This is a tough post to comment on. There aren’t very many other games the focus so whole-heartedly on presenting challenges to players. That’s actually kind of what Monte gets at: in some editions/modes of play for D&D you present the players with a world and challenge arrises from the fact that the world has problems, in some editions you make challenges for the players to face that are tuned to them.
I think that’s a clearer way to think about what Monte’s discussing. Let’s not get too caught up in what the rules do or don’t allow, that’s tangential to how challenge is created and what it means to the players.
The very idea of “encounter design” is one that doesn’t exist in many other games. You don’t make a balanced fight for your In a Wicked Age character, challenge just occurs because what you want isn’t what’s going to happen unless you fight for it. The resulting conflict isn’t a finely tuned encounter, it’s a back and forth between two people who want different things.
There are quite a few games out there that have player character skills and rules similar to D&D that don’t worry about encounter design and entirely sidestep the problem of “challenging the players.” Burning Wheel for example has skills and monsters much like D&D but instead of giving the GM guidelines to how many monsters make a good fight and how hard a door that can challenge a fourth level thief is, the GM is told to present the world to the players and the rules will take care of the rest. Burning Wheel is a game that completely rewards player skill and overcoming challenges, but those challenges occur organically instead of being planned.
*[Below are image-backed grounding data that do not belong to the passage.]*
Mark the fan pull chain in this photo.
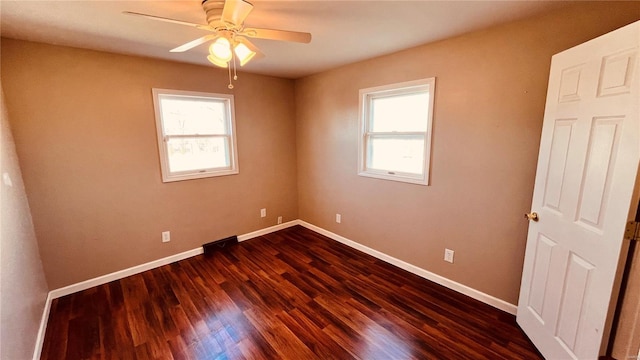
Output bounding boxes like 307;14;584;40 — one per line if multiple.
233;52;238;81
227;46;239;89
227;60;234;89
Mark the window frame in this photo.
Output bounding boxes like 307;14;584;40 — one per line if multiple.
357;78;435;186
152;88;239;183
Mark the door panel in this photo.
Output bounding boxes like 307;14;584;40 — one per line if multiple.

Taking Monte’s example of a room with a pile of treasure and an impenetrable force field a different way: maybe the solution, or lack thereof, should come from the logical consistency of the world: who put the field there? How did they expect to get in next time? What if they wanted someone else to have access? I feel like this is the OD&D way, and it’s mirrored in a lot of other games. Instead of making challenges, you make a world, the challenges come from that world.
Maybe the bigger question isn’t “Does the game present players with challenges that have pre-made solutions?” but “Does the game present players with challenges?”